In [68]:
from __future__ import division
import os
os.chdir('/Users/willettk/Astronomy/Research/GalaxyZoo/rgz-analysis/python/')

import rgz

In [4]:
subjects,classifications,users = rgz.load_rgz_data()

(1) Of the 6970 volunteers, how many are anonymous? Or are all anonymous users classified as one user?


In [29]:
total_users = users.count()

c = classifications.find_one()
rgz_project_id = c['project_id']

did_at_least_one = users.find({'projects.%s.classification_count' % rgz_project_id:{'$gte':1}})

In [58]:
registered_users = users.find({'projects.%s.classification_count' % rgz_project_id:{'$gte':1},'name':{'$exists':True}})
print '%i registered users did at least 1 RGZ classification.' % registered_users.count()
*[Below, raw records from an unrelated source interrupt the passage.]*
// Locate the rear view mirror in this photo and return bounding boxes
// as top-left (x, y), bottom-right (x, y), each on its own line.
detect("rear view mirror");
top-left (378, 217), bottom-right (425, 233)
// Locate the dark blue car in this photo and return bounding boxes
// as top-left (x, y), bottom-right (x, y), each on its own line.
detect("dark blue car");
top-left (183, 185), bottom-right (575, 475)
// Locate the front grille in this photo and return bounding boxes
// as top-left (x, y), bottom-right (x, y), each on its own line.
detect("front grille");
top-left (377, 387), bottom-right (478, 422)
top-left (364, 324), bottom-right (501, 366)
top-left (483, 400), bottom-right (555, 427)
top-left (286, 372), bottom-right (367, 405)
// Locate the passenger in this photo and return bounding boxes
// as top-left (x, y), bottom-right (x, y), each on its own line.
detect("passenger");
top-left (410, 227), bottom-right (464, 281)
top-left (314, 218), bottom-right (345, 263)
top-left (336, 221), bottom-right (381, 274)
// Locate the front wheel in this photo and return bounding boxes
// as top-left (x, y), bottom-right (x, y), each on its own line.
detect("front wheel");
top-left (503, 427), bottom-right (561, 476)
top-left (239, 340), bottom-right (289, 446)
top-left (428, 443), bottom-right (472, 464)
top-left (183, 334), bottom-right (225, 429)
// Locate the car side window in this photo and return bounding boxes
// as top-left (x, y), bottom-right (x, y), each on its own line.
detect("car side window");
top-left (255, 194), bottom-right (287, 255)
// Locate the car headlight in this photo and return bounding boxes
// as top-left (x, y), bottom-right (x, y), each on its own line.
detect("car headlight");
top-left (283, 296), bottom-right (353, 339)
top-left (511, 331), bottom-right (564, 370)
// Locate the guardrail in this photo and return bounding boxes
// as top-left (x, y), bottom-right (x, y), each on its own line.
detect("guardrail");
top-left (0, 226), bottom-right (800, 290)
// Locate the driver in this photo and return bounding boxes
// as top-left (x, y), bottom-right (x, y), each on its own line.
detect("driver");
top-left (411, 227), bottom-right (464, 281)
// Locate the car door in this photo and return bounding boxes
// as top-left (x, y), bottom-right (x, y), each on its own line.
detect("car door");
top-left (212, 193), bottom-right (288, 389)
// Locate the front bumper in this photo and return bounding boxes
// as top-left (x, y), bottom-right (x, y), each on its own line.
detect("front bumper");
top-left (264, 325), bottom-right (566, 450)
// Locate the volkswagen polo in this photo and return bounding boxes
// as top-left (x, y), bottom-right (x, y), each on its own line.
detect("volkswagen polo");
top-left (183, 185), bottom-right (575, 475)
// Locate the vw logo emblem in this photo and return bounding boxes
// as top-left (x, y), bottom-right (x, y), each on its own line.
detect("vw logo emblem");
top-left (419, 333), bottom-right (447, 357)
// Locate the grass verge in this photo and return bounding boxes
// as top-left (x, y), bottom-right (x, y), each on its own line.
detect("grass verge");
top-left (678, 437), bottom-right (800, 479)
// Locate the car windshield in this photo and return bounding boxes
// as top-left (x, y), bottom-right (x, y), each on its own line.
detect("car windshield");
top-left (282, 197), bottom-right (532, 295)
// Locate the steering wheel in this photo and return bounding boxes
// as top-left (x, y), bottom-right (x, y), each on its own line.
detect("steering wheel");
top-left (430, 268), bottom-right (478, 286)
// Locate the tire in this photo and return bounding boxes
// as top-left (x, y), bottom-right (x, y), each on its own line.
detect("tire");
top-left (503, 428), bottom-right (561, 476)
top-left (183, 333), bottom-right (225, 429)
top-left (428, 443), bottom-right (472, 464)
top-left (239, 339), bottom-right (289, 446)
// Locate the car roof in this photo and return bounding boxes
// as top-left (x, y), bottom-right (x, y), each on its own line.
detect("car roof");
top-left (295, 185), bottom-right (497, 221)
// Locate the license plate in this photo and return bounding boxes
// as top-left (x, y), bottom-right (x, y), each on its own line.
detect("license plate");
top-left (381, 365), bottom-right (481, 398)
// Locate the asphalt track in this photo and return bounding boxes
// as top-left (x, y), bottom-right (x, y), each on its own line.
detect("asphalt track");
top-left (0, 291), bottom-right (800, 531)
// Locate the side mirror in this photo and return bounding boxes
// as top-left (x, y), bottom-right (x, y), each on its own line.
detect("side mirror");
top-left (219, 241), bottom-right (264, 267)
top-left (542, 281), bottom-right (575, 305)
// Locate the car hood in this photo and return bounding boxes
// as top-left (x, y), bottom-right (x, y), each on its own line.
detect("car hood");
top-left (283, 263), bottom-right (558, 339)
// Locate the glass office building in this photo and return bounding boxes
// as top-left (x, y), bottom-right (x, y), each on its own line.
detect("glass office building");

6902 registered users did at least 1 RGZ classification.

In [ ]:
from collections import Counter

anonymous_classifications = classifications.find({'user_name':{'$exists':False}})
ips = [c['user_ip'] for c in anonymous_classifications]
ip_counter = Counter(ips)

registered_classifications = classifications.find({'user_name':{'$exists':True}})
rips = [c['user_ip'] for c in registered_classifications]
rip_counter = Counter(rips)

In [62]:
print '%i different IP addresses submitted an anonymous RGZ classification.' % len(ip_counter)


20396 different IP addresses submitted an anonymous RGZ classification.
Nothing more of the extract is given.